We have 12 dockerized applications running in production as we write this article, spread over 31 hosts on AWS (1 docker app per host [note: keep reading to know why]).
The following article narrates our journey with Docker, an adventure full of dangers and unexpected turns.
Production Issues with Docker
Docker Issue: Breaking changes and regressions
We ran all these versions (or tried to):
1.6 => 1.7 => 1.8 => 1.9 => 1.10 => 1.11 => 1.12
Each new version came with breaking changes. We started on docker 1.6 early this year to run a single application.
We updated 3 months later because we needed a fix only available in later versions. The 1.6 branch was already abandoned.
The versions 1.7 and 1.8 couldn’t run. We moved to the 1.9 only to find a critical bug on it two weeks later, so we upgraded (again!) to the 1.10.
There are all kind of subtle regressions between Docker versions. It’s constantly breaking unpredictable stuff in unexpected ways.
The most tricky regressions we had to debug were network related. Docker is entirely abstracting the host networking. It’s a big mess of port redirection, DNS tricks and virtual networks.
Bonus: Docker was removed from the official Debian repository last year, then the package got renamed from docker.io to docker-engine. Documentation and resources predating this change are obsolete.
Docker Issue: Can’t clean old images
The most requested and most lacking feature in Docker is a command to clean older images (older than X days or not used for X days, whatever).
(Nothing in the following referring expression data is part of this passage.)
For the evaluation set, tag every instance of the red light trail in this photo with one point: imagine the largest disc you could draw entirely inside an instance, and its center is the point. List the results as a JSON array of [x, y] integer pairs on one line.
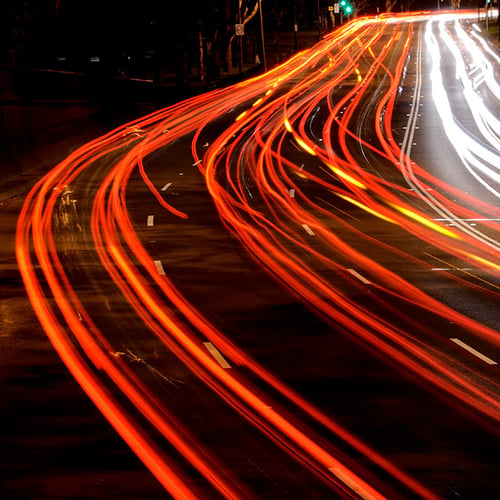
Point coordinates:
[[290, 148]]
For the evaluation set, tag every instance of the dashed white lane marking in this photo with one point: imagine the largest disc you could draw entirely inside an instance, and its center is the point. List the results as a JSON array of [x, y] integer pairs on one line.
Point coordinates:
[[216, 354], [360, 278], [308, 230], [159, 267], [473, 351]]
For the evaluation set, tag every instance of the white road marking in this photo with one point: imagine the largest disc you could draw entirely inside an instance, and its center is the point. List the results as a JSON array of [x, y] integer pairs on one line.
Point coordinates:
[[308, 230], [217, 355], [452, 269], [360, 278], [159, 267], [468, 220], [473, 351]]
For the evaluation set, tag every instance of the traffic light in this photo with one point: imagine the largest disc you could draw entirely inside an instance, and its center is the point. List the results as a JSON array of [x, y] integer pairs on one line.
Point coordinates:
[[346, 7]]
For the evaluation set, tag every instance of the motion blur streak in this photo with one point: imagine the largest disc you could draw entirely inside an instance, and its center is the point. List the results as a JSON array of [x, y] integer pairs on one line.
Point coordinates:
[[301, 128]]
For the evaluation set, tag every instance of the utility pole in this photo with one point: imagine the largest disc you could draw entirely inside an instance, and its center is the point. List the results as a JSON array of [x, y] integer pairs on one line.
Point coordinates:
[[319, 22], [262, 37]]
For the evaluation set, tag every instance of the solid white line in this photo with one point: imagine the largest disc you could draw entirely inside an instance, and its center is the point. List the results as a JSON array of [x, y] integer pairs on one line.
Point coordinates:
[[309, 231], [360, 278], [473, 351], [159, 267], [216, 354], [452, 269], [467, 220]]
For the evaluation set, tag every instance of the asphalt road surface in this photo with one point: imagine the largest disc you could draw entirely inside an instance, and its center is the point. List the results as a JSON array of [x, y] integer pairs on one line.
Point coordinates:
[[283, 289]]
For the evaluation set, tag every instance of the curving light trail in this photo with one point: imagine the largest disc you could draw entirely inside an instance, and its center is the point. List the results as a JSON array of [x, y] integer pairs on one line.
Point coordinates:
[[293, 153]]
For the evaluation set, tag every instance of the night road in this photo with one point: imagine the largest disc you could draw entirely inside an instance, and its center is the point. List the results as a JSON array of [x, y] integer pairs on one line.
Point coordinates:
[[287, 288]]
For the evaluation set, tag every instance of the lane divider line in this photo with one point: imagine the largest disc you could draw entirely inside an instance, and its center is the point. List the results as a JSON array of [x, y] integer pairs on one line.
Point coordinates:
[[360, 277], [217, 355], [473, 351], [159, 267]]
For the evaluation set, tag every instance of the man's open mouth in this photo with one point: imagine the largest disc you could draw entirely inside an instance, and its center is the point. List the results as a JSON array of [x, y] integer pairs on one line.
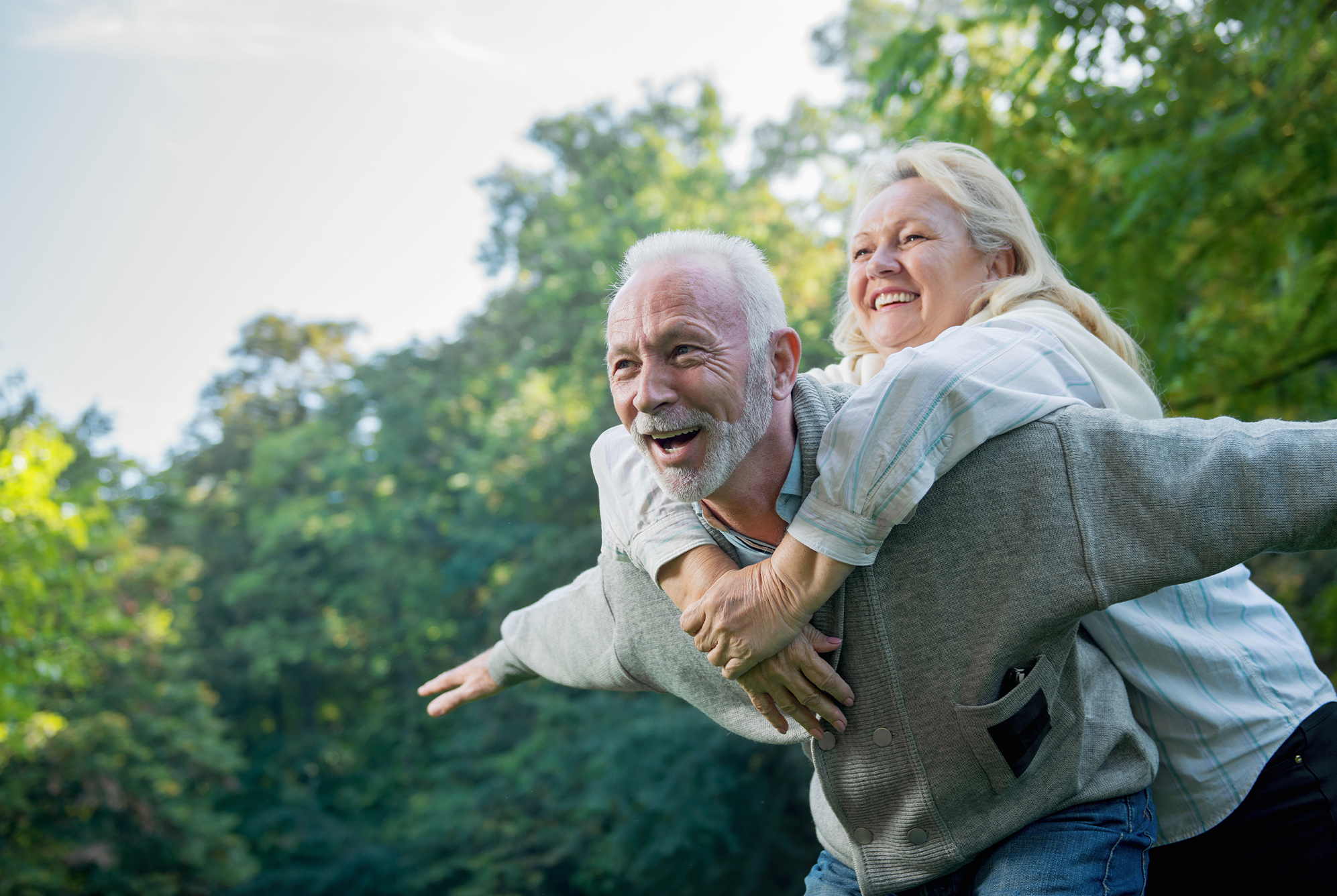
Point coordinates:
[[673, 441]]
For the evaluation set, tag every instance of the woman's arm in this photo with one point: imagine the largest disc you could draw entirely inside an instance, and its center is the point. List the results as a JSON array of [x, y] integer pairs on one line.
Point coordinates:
[[928, 408]]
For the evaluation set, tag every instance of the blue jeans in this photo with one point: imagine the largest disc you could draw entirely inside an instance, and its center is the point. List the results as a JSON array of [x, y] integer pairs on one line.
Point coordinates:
[[1097, 848]]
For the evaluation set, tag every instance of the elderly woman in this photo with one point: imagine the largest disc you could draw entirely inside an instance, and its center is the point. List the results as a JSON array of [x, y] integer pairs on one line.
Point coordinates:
[[942, 247]]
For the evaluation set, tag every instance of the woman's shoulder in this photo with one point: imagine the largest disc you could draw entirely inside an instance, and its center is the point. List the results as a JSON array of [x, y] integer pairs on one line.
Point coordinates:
[[856, 370], [1120, 386]]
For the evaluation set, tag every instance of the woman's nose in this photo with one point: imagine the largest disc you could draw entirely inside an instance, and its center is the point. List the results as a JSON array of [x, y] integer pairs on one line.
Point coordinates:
[[886, 262]]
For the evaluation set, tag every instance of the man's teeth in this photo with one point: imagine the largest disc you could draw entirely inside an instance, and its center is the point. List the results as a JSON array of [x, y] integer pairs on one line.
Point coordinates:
[[894, 298]]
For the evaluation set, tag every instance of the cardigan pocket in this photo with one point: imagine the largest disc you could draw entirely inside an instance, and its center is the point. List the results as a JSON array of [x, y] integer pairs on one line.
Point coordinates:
[[1016, 733]]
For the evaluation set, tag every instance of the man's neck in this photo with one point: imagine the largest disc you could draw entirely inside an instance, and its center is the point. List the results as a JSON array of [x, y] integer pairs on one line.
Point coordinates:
[[747, 502]]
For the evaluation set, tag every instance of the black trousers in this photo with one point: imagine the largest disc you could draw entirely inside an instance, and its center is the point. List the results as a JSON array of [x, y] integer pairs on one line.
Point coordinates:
[[1283, 839]]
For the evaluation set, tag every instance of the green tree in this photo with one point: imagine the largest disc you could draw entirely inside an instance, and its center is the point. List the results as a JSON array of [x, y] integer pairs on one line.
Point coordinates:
[[1179, 157], [364, 527], [110, 756]]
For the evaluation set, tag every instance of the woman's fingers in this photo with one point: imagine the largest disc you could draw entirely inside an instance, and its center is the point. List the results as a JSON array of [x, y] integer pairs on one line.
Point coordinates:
[[766, 706]]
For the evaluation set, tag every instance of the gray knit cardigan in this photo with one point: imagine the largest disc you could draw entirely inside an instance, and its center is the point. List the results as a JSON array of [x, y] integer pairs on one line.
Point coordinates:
[[1004, 555]]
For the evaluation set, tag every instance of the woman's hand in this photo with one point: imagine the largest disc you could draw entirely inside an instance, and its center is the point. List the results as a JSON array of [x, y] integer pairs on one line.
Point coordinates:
[[748, 616], [792, 682], [751, 614]]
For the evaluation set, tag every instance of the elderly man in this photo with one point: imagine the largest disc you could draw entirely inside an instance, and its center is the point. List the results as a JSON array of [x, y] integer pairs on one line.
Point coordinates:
[[937, 771]]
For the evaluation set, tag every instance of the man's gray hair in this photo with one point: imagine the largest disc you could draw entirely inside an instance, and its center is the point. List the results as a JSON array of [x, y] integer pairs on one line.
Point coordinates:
[[759, 290]]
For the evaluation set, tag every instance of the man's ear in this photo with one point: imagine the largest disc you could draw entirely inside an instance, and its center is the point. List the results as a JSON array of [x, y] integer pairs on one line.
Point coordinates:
[[785, 352], [1002, 264]]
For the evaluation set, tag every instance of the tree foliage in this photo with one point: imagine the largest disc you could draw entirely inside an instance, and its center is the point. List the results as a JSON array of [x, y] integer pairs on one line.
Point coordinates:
[[110, 754], [207, 678], [364, 527]]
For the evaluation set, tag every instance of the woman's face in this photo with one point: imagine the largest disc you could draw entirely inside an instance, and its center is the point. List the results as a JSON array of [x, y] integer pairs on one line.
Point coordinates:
[[914, 272]]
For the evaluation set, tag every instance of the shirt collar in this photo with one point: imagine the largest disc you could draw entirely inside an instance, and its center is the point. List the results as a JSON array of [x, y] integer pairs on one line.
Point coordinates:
[[786, 504]]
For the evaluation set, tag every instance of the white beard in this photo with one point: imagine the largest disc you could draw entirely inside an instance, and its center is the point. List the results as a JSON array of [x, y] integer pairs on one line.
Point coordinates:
[[728, 445]]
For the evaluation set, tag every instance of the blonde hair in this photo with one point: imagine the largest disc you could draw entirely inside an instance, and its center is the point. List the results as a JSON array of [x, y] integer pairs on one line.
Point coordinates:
[[996, 217]]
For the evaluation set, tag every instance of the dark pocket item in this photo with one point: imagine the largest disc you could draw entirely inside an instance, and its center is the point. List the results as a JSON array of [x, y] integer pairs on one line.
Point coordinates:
[[1020, 736]]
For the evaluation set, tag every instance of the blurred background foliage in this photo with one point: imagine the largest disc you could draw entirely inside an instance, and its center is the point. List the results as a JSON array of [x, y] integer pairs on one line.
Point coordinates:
[[207, 675]]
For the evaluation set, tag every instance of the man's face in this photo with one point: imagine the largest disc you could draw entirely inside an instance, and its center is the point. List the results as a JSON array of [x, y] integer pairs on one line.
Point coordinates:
[[680, 370]]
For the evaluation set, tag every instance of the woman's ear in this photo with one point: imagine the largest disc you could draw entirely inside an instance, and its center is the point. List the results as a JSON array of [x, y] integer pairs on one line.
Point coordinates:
[[785, 351], [1002, 264]]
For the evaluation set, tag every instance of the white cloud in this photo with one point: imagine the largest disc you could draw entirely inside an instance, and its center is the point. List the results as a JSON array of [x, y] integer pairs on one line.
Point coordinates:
[[344, 31]]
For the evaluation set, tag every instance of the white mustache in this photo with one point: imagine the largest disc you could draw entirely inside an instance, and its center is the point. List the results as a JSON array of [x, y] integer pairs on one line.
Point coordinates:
[[672, 421]]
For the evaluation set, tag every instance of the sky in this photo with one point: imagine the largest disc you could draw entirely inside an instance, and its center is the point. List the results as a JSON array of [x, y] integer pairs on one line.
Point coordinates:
[[170, 169]]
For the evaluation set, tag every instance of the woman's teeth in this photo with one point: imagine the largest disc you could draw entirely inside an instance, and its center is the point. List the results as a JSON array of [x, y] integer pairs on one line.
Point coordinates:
[[894, 298]]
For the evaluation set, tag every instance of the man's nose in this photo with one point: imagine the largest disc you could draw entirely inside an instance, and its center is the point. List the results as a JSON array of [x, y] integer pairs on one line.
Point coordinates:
[[655, 388]]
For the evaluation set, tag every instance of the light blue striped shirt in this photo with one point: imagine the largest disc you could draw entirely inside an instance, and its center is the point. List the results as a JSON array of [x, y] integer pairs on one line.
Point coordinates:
[[1217, 672]]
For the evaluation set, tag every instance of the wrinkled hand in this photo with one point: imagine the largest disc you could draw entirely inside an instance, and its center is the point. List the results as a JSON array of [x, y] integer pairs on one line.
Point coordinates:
[[792, 682], [462, 685], [748, 616]]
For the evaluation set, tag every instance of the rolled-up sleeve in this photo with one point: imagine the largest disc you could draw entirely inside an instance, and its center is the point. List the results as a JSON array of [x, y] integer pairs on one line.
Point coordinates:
[[639, 520], [927, 410], [568, 638]]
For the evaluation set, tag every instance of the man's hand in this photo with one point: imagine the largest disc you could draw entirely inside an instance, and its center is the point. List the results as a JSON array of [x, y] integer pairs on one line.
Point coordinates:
[[751, 614], [463, 683], [793, 681]]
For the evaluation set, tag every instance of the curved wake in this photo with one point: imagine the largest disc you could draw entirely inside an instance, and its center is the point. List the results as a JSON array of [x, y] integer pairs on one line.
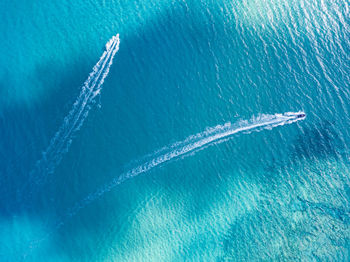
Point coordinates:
[[191, 144], [60, 143]]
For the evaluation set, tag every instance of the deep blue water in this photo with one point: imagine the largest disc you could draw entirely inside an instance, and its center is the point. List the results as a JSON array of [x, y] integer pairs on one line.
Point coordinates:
[[153, 164]]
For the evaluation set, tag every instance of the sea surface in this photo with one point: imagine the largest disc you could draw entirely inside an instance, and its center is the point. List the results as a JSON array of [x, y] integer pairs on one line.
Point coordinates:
[[165, 130]]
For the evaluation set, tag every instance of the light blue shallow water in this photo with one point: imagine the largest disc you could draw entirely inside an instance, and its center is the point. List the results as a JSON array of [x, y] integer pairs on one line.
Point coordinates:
[[163, 162]]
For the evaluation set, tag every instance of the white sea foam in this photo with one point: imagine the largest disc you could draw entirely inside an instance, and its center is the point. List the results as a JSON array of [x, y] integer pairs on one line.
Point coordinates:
[[191, 144], [61, 141]]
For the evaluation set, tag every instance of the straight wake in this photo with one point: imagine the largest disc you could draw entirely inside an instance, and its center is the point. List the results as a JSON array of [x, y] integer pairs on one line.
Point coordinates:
[[60, 143]]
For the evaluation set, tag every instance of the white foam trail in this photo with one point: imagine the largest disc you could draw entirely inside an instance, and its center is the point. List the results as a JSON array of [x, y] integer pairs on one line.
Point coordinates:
[[192, 144], [60, 143]]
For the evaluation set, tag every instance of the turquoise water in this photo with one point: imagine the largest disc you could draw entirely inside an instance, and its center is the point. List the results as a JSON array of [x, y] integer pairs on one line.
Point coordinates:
[[164, 161]]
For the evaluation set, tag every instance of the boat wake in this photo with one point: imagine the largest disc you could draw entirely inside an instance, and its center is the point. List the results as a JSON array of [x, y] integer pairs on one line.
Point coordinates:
[[183, 148], [60, 143], [192, 144]]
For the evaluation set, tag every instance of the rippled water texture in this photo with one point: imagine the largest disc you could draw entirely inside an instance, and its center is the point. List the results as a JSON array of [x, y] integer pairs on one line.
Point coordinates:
[[186, 147]]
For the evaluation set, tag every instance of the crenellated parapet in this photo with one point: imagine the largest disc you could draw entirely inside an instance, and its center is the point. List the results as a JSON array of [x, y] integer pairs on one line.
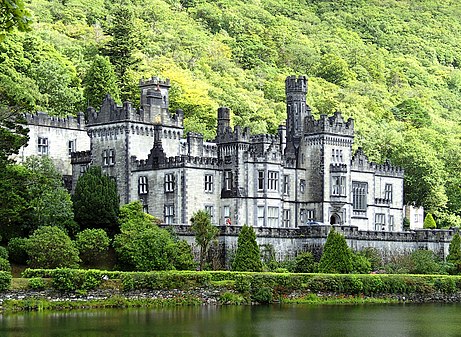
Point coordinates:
[[176, 162], [68, 122], [360, 162], [333, 125]]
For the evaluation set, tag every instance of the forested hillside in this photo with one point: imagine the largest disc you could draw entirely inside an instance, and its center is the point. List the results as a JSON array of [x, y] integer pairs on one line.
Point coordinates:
[[392, 65]]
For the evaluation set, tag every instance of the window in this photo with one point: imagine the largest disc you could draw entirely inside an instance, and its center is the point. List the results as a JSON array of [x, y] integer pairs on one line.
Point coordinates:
[[359, 195], [338, 185], [286, 218], [260, 180], [169, 182], [388, 192], [286, 183], [71, 145], [142, 185], [210, 211], [169, 214], [391, 223], [302, 185], [272, 181], [111, 157], [272, 217], [226, 212], [380, 222], [42, 146], [228, 180], [208, 183], [260, 216]]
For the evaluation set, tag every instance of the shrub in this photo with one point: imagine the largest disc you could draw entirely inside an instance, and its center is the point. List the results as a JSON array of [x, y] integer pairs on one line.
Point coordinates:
[[17, 250], [92, 244], [304, 263], [3, 252], [36, 283], [337, 256], [247, 257], [51, 247], [5, 265], [5, 280]]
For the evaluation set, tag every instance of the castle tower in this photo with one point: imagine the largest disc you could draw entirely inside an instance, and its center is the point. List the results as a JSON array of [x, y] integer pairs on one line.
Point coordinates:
[[297, 111]]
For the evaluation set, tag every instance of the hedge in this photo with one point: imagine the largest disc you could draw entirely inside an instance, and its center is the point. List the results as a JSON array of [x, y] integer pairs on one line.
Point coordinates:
[[250, 283]]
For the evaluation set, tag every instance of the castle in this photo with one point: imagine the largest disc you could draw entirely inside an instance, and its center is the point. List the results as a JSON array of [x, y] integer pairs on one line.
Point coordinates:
[[292, 187], [306, 173]]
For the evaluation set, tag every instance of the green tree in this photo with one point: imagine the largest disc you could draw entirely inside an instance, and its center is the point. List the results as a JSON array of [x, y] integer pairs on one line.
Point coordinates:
[[337, 256], [100, 80], [429, 222], [96, 201], [13, 14], [92, 244], [454, 253], [50, 247], [204, 232], [247, 257]]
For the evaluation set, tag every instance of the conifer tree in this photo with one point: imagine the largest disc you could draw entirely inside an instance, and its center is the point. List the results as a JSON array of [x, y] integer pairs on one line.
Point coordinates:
[[337, 256], [248, 256], [100, 81], [454, 253], [96, 201], [429, 222], [204, 232]]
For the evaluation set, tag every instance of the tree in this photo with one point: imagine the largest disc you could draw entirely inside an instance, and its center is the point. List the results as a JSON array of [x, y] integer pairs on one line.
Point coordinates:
[[429, 222], [50, 247], [337, 256], [100, 80], [247, 257], [454, 253], [92, 244], [96, 201], [204, 232], [13, 14], [143, 246]]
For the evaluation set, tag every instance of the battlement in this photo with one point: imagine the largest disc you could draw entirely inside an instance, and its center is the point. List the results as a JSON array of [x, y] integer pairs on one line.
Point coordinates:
[[154, 81], [334, 124], [176, 162], [69, 122], [296, 84]]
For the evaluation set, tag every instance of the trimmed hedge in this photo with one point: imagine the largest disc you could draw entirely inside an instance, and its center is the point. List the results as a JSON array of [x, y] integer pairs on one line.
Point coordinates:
[[253, 285]]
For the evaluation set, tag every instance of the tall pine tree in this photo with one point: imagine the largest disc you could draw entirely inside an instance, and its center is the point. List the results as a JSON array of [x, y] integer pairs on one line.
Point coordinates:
[[248, 256], [100, 81]]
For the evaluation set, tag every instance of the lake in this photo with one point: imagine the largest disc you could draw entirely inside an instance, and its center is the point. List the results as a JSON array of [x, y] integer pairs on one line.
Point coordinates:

Space is a critical issue given that images are renewed frequently and they may take more than 1GB each.
The only way to clean space is to run this hack, preferably in cron every day:
docker images -q -a | xargs --no-run-if-empty docker rmi
It enumerates all images and remove them. The ones currently in use by running containers cannot be removed (it gives an error). It is dirty but it gets the job done.
The docker journey begins with a clean up script. It is an initiation rite every organization has to go through.
Many attempts can be found on the internet, none of which works well. There is no API to list images with dates, sometimes there are but they are deprecated within 6 months. One common strategy is to read date attribute from image files and call ‘docker rmi‘ but it fails when the naming changes. Another strategy is to read date attributes and delete files directly but it causes corruption if not done perfectly, and it cannot be done perfectly except by Docker itself.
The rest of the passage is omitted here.